Even if overall expectations were low this season and you’re of the belief it’s not a big deal that the man disadvantage is costing the Canadiens games, it ranks as high as it does on this list because it needs to be addressed eventually. With the Canadiens having as much firepower as they do up front, at least when healthy, it isn’t unreasonable to hope for more out of the power play this specific season.

When head coach Martin St. Louis goes so far as to admit the power play is a work in progress, you know it’s a real cause for concern (from “With power play unplugged, Canadiens seek new outlet,” Montreal Gazette, Nov. 30, 2022). Even so, St. Louis suggested it’s a matter of staying healthy and having the same weapons available so as to develop chemistry,

Martin St. Louis Montreal Canadiens
Montreal Canadiens head coach Martin St. Louis – (Amy Irvin / The Hockey Writers)

St. Louis cited the likes of injuries to Mike Hoffman and Jonathan Drouin as reasons for the power play’s failure to launch. However, all due respect to Drouin and Hoffman, but, if you’re depending on either one of them to get the power play going, when their respective tenures with the Canadiens have hardly been synonymous with high-powered offensive production or enduring success in any shape or form, you’re in for a huge disappointment.

1. Jonathan Drouin’s Injury Woes

In Drouin’s case specifically, he’s been with the Canadiens since 2017-18. In only one season since has the team’s power play ranked in the top 15. That was his first season as a Hab (21.2%; No. 12), when he got 3:16 per game on the man advantage, scoring four goals and 22 points in the process. In his defense, even if the power play’s effectiveness hasn’t been the same since, neither has his deployment. Still, when something hasn’t been working out for this long, like Drouin hasn’t in Montreal, it’s time to call it and move on, especially as he’s on an expiring deal.

This season was supposed to be different for Drouin. He was supposed to put it all together, finally. However, he ran into all-too familiar injury problems, having played just 12 games so far. He hasn’t played a full season for all intents and purposes since 2018-19. Perhaps what’s more of a concern is when he has been in the lineup he’s only scored four assists.

Montreal Canadiens Jonathan Drouin
Montreal Canadiens forward Jonathan Drouin – (THE CANADIAN PRESS/Graham Hughes)

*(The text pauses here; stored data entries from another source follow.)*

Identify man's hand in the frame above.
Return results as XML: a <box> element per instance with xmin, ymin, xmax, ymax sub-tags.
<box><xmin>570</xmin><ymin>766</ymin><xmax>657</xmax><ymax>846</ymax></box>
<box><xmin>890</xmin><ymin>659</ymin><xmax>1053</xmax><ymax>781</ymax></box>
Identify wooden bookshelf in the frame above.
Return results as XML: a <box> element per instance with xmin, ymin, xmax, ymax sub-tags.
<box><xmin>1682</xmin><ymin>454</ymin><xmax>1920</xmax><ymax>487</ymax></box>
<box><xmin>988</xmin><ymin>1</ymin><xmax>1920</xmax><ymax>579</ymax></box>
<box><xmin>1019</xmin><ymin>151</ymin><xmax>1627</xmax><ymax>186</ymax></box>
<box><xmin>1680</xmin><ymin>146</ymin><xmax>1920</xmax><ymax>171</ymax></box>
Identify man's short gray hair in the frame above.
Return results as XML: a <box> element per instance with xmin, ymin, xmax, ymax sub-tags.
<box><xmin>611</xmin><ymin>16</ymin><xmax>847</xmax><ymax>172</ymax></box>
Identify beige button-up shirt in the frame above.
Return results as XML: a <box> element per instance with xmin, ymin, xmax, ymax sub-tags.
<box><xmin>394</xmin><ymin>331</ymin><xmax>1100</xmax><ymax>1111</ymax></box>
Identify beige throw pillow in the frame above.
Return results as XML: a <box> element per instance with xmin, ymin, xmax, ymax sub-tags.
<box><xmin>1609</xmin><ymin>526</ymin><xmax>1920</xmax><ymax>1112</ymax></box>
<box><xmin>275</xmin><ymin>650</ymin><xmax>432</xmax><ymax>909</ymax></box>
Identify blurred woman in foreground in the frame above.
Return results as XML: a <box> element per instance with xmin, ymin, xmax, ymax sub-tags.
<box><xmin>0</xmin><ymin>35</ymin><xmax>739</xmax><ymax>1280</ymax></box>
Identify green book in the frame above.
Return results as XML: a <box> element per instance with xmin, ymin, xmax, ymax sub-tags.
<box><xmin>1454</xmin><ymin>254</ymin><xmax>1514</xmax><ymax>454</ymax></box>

It’s readily apparent Drouin is no longer in the team’s long-term plans. However, if his production continues to stay as underwhelming as it has, the chances of the Canadiens being able to recoup some of their losses at the trade deadline fall dramatically. It’s approaching the point at which where the Canadiens just have to count them, regardless of the return.

Drouin remains a target of generally unjustified criticism. However, that’s on the hype his arrival first generated and how the through-and-through winger was initially put in a position to fail, billed as a potential top-line center, i.e., the player the Canadiens had needed for the better part of a generation, but, sure… no pressure whatsoever on the native son.

He remains one of the Canadiens’ most underrated players, because of his talent, but, compared to, say, Hoffman and Evgeny Dadonov, expectations heading into this season were significantly higher. He’s failed to deliver, pure and simple, and with the Canadiens expected to stick to their guns and stay sellers at the trade deadline, it’s an issue.

Truth be told, it would be an issue regardless of the circumstances, because, if Drouin’s not producing, he’s not exactly helping any hypothetical push for a playoff spot either. All that’s left is the hope he can get healthy for his sake and salvage his career with his next contract, with whichever team he signs.

Canadiens fans should hope for that outcome. Just because it hasn’t worked out in Montreal doesn’t mean it can’t elsewhere, doesn’t mean it shouldn’t. It also doesn’t mean Habs fans aren’t entitled to look back on his time with the Habs for what it was: a major letdown. It’s a fairly obvious assessment, with Drouin’s season so far taking the top spot here for a reason.